MONITOR="https://api.getcronsafe.com/ping/pg-backup-prod"
DB_URL="postgresql://user:pass@localhost:5432/mydb"
BACKUP_DIR="/backups/postgres"
TIMESTAMP=$(date +%Y%m%d_%H%M%S)
BACKUP_FILE="${BACKUP_DIR}/mydb_${TIMESTAMP}.dump"
MIN_SIZE=1048576  # 1MB minimum — adjust for your database

# Signal start
curl -fsS "${MONITOR}/start"

# Ensure backup directory exists
mkdir -p "$BACKUP_DIR"

# Create backup (custom format for compression + selective restore)
pg_dump -Fc "$DB_URL" > "$BACKUP_FILE"

# Validate file size
FILE_SIZE=$(stat --printf="%s" "$BACKUP_FILE")
if [ "$FILE_SIZE" -lt "$MIN_SIZE" ]; then
  curl -fsS -X POST "${MONITOR}/fail" \
    -d "Backup too small: ${FILE_SIZE} bytes (minimum: ${MIN_SIZE})"
  rm -f "$BACKUP_FILE"
  exit 1
fi

# Validate backup integrity
if ! pg_restore --list "$BACKUP_FILE" > /dev/null 2>&1; then
  curl -fsS -X POST "${MONITOR}/fail" \
    -d "Backup integrity check failed"
  exit 1
fi

# Upload to remote storage
aws s3 cp "$BACKUP_FILE" "s3://my-backups/postgres/${TIMESTAMP}.dump" \
  --storage-class STANDARD_IA

# Cleanup old local backups (keep 7 days)
find "$BACKUP_DIR" -name "mydb_*.dump" -mtime +7 -delete

# Signal success with details
HUMAN_SIZE=$(numfmt --to=iec "$FILE_SIZE")
curl -fsS -X POST "$MONITOR" \
  -d "Backup OK: ${HUMAN_SIZE}, uploaded to S3, local cleanup done"

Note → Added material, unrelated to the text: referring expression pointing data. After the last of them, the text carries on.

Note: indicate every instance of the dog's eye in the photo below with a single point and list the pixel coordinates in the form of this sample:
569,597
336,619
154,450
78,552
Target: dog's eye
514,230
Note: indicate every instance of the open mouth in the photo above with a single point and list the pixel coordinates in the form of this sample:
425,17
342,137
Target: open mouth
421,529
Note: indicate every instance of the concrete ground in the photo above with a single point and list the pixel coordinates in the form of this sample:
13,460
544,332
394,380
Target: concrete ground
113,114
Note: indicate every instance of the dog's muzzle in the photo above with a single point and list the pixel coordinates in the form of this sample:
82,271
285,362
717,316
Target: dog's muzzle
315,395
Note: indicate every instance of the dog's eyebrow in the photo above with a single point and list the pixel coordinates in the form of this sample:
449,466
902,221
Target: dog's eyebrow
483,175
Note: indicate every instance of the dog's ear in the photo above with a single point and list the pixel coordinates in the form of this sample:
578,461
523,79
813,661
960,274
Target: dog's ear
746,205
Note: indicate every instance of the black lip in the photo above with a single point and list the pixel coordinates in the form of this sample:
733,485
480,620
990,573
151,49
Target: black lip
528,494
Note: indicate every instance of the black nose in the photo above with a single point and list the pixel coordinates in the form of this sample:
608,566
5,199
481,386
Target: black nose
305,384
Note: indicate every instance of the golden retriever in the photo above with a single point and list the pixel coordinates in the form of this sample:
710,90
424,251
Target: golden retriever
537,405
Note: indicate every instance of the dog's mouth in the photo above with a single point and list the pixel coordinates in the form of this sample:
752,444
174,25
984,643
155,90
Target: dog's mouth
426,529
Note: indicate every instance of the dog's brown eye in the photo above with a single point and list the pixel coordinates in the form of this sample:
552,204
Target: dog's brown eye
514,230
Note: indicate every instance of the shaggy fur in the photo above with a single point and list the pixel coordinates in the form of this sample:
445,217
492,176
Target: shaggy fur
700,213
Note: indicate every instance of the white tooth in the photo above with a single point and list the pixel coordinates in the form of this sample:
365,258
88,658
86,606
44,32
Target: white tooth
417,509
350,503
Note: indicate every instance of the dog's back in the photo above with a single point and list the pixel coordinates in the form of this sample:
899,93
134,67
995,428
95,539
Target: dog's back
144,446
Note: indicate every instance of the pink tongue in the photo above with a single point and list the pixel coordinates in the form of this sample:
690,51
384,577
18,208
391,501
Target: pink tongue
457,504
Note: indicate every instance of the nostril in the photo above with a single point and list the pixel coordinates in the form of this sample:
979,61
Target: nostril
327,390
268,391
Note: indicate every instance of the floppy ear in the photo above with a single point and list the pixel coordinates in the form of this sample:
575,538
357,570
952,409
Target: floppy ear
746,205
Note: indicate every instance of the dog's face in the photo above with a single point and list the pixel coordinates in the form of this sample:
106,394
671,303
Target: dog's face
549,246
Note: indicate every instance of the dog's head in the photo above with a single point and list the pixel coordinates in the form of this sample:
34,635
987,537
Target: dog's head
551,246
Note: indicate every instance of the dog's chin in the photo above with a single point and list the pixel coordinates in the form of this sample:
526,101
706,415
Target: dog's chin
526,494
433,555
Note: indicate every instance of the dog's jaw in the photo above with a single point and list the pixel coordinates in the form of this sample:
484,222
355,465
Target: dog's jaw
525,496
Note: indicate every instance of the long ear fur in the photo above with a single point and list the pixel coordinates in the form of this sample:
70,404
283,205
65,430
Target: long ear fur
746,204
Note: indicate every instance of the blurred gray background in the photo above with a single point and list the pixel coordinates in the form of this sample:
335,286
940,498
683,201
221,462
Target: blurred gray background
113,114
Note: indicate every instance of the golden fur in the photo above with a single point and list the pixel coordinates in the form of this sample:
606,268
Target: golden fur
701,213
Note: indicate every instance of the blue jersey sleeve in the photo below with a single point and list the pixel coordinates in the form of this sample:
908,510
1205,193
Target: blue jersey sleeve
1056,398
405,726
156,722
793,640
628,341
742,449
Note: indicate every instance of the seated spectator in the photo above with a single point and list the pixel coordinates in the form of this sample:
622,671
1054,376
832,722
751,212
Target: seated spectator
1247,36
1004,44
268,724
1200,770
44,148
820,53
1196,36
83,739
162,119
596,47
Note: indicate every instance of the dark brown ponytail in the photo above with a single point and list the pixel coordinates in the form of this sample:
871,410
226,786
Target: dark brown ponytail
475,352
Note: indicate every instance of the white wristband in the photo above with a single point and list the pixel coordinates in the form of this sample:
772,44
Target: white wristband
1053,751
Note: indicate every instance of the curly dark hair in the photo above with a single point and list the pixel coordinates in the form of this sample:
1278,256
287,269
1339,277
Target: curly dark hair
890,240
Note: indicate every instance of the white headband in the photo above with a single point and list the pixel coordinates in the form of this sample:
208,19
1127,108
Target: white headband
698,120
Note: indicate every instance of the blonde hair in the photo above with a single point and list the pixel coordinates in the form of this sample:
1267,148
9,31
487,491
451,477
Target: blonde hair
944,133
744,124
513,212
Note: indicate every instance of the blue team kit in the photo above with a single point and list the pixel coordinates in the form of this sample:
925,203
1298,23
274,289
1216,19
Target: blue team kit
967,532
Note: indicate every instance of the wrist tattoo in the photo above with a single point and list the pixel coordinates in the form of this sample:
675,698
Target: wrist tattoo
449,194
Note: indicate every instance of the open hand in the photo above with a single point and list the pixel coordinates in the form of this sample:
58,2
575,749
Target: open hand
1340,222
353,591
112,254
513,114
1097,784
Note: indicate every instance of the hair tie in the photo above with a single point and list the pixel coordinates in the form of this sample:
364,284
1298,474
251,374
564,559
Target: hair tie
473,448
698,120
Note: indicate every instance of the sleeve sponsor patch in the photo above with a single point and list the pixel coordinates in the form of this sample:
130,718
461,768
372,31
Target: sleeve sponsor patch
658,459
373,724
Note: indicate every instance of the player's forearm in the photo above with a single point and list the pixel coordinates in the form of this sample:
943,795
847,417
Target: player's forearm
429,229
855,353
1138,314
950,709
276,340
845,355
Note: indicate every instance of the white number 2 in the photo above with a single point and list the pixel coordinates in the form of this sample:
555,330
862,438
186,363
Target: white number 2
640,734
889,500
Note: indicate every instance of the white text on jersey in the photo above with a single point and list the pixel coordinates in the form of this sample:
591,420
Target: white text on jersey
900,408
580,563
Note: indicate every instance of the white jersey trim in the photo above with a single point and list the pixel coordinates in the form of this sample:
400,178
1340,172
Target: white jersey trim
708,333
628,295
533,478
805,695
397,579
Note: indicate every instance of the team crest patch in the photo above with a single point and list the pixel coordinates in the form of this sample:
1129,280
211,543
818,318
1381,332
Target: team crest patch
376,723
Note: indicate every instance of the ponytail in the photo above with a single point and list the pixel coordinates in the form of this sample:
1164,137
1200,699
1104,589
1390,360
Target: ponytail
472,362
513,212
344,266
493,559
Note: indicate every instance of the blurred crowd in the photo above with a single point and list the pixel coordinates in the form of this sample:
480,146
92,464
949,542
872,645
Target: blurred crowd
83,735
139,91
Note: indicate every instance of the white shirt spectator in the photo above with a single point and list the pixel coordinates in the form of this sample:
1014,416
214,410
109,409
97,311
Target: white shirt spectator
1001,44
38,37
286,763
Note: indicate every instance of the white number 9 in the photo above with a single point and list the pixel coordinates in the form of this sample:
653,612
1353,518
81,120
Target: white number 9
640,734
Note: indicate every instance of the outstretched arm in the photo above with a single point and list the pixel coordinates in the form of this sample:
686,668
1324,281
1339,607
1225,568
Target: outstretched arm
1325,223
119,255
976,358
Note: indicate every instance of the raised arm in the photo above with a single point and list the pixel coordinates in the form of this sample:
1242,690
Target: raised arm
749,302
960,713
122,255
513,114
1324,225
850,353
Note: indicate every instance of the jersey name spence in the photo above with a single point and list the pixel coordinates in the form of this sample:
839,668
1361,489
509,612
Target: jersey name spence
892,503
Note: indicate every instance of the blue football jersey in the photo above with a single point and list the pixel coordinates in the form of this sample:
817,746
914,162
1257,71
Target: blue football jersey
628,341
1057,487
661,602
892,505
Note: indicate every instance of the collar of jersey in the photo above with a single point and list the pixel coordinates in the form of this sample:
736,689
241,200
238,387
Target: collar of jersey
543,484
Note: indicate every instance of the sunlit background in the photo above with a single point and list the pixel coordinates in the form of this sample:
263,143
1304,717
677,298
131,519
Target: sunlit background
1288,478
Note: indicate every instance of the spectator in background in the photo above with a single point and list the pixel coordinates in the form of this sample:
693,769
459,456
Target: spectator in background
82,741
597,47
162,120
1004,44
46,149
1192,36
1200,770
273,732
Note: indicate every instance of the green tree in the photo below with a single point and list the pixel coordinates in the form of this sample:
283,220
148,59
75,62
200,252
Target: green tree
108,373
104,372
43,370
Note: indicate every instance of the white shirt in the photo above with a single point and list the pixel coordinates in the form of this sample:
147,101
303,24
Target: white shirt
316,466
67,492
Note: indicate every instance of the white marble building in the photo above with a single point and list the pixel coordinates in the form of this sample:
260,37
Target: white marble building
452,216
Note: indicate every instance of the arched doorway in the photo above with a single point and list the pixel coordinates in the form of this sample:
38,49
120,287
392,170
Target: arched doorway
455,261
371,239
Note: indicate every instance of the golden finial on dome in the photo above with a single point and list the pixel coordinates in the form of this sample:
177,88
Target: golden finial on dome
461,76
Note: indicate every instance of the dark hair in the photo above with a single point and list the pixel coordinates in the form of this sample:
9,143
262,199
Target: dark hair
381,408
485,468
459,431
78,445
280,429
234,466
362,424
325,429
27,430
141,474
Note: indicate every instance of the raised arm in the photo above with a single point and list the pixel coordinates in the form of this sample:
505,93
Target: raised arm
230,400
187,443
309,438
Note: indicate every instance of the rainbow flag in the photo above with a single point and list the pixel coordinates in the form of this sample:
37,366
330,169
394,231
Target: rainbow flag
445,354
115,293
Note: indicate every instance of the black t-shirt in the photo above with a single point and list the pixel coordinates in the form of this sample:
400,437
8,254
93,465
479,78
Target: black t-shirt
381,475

This script: 1. Sends a start ping for duration tracking 2. Creates the backup 3. Validates file size (catches empty/truncated dumps) 4. Validates integrity with pg_restore --list 5. Uploads to S3 6. Cleans up old local files 7. Sends success ping with details — or fail ping with the reason

Monitored mysqldump with validation

bash
#!/bin/bash
set -euo pipefail

MONITOR="https://api.getcronsafe.com/ping/mysql-backup-prod"
BACKUP_DIR="/backups/mysql"
TIMESTAMP=$(date +%Y%m%d_%H%M%S)
BACKUP_FILE="${BACKUP_DIR}/alldb_${TIMESTAMP}.sql.gz"
MIN_SIZE=524288  # 512KB minimum

curl -fsS "${MONITOR}/start"
mkdir -p "$BACKUP_DIR"

# Dump all databases with consistent snapshot
mysqldump \
  --all-databases \
  --single-transaction \
  --routines \
  --triggers \
  --default-character-set=utf8mb4 \
  --set-gtid-purged=OFF \
  2>/tmp/mysqldump_err.log | gzip > "$BACKUP_FILE"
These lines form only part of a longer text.